Vu la procédure suivante :
Par une requête enregistrée le 4 janvier 2026, M. A... B..., représenté par Me Goloko, demande au tribunal :
1°) d’annuler la décision du 4 novembre 2025 par laquelle le préfet du Val-d’Oise a refusé de lui délivrer une carte de chauffeur VTC ;
2°) d’enjoindre au préfet de réexaminer sa situation.
Il soutient que :
la décision attaquée est entachée d’une erreur manifeste d’appréciation dès lors que la condamnation qui lui est reprochée de conduite sans permis a eu lieu dans le contexte de la crise sanitaire et est liée à sa précarité professionnelle ;
elle porte atteinte de manière disproportionnée à la situation du requérant ;
elle porte atteinte à sa vie privée et familiale.

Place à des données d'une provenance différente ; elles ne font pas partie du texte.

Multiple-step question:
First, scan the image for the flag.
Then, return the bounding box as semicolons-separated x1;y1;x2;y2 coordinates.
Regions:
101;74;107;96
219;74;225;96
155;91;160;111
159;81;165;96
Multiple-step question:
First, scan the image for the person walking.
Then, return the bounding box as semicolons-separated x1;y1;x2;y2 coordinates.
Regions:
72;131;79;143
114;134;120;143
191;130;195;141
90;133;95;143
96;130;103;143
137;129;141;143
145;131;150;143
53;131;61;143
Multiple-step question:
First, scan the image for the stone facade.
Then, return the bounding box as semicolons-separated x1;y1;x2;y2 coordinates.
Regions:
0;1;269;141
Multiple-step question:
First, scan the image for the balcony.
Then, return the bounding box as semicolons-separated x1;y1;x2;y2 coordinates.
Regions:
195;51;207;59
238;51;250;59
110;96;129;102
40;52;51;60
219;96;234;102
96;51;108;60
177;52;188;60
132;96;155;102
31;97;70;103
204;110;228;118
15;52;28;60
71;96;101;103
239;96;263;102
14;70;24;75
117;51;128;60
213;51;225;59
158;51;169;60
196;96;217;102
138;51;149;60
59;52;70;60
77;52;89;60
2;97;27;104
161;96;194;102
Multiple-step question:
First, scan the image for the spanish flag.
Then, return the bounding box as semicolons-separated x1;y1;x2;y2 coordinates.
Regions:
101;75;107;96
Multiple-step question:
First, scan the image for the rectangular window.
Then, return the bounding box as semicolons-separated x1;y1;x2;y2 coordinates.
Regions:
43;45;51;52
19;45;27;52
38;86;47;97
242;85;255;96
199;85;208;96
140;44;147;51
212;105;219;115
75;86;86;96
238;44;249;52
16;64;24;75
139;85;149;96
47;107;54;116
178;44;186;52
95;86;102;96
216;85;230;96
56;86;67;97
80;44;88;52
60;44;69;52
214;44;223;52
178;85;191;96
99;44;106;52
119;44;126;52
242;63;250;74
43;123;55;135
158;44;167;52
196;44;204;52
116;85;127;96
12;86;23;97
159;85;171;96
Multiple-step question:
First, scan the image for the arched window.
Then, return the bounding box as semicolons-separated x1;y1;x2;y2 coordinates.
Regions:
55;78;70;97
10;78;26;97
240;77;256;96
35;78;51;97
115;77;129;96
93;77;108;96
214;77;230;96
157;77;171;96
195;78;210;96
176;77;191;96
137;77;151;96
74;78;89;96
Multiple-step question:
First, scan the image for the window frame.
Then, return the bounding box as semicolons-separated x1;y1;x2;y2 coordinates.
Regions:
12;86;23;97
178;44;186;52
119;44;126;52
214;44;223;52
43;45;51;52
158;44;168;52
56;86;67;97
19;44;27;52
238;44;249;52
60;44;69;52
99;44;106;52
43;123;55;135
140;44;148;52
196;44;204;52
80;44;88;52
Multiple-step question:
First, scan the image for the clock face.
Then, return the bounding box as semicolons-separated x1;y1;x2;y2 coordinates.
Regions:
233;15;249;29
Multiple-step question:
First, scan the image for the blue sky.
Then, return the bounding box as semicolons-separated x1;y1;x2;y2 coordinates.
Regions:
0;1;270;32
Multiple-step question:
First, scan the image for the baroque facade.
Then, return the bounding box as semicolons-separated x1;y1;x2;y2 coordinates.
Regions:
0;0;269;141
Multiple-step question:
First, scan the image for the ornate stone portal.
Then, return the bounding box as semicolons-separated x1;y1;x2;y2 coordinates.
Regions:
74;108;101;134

Vu les autres pièces du dossier.

Vu le code de justice administrative.


Considérant ce qui suit :

Aux termes de l’article R. 222-1 du code de justice administrative : « Les présidents de tribunal administratif (…) et les présidents de formation de jugement des tribunaux et des cours peuvent, par ordonnance : (…) / 7° Rejeter, après l'expiration du délai de recours ou, lorsqu'un mémoire complémentaire a été annoncé, après la production de ce mémoire, les requêtes ne comportant que des moyens de légalité externe manifestement infondés, des moyens irrecevables, des moyens inopérants ou des moyens qui ne sont assortis que de faits manifestement insusceptibles de venir à leur soutien ou ne sont manifestement pas assortis des précisions permettant d'en apprécier le bien-fondé. ».

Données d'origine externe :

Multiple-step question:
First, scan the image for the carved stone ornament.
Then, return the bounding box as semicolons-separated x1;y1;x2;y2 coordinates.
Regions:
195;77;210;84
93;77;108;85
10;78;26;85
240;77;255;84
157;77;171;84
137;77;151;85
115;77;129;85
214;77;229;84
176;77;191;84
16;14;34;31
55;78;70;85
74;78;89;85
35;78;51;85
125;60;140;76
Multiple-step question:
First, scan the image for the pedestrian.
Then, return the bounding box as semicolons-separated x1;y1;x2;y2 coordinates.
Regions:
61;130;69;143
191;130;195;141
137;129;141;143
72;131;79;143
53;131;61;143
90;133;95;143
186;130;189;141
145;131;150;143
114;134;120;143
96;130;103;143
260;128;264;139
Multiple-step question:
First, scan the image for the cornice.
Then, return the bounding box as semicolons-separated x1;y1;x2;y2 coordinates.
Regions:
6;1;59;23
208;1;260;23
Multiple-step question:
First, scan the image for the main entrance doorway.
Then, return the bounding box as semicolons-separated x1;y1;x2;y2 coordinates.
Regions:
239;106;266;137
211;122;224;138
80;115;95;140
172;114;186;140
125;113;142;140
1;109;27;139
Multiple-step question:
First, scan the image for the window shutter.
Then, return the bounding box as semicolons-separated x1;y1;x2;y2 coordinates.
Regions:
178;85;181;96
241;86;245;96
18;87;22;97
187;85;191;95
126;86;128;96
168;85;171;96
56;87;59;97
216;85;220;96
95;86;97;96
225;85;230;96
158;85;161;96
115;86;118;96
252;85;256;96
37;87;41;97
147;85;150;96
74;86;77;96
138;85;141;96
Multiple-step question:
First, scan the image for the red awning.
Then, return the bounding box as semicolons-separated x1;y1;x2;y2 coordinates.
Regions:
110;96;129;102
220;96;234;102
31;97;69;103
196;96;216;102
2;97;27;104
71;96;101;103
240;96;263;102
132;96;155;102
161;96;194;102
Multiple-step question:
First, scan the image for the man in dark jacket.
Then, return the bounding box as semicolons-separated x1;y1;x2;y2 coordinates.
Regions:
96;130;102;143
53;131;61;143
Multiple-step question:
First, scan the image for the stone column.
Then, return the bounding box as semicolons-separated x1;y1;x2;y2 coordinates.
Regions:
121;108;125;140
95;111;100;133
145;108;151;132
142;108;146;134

A l’appui de ses conclusions, M. B... fait valoir que la condamnation qui lui est reprochée de conduite sans permis a eu lieu dans le contexte de la crise sanitaire et est liée à sa précarité professionnelle. Ce faisant, il ne conteste pas utilement le motif juridique de refus de délivrance de sa carte de conducteur VTC, fondée sur l’existence d’une condamnation inscrite sur le bulletin n°2 de son casier judiciaire, faisant obstacle à la délivrance de cette carte. Les faits invoqués par le requérant sont donc manifestement insusceptibles de venir au soutien des moyens soulevés. Dans ces conditions, sa requête doit être rejetée par application de l’article R. 222-1 précité du code de justice administrative.


O R D O N N E :

Article 1er : La requête de M. B... est rejetée.
Article 2 : La présente ordonnance sera notifiée à M. A... B....

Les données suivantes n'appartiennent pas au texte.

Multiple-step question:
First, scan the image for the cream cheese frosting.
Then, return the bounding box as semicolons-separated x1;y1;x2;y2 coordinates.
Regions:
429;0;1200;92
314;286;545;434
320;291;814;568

Fait à Cergy, le 21 janvier 2026.

Le président de la 12ème chambre,


signé


P.-H. d’Argenson

La République mande et ordonne au préfet du Val-d’Oise en ce qui le concerne et à tous les commissaires de justice à ce requis en ce qui concerne les voies de droit commun contre les parties privées, de pourvoir à l'exécution de la présente décision.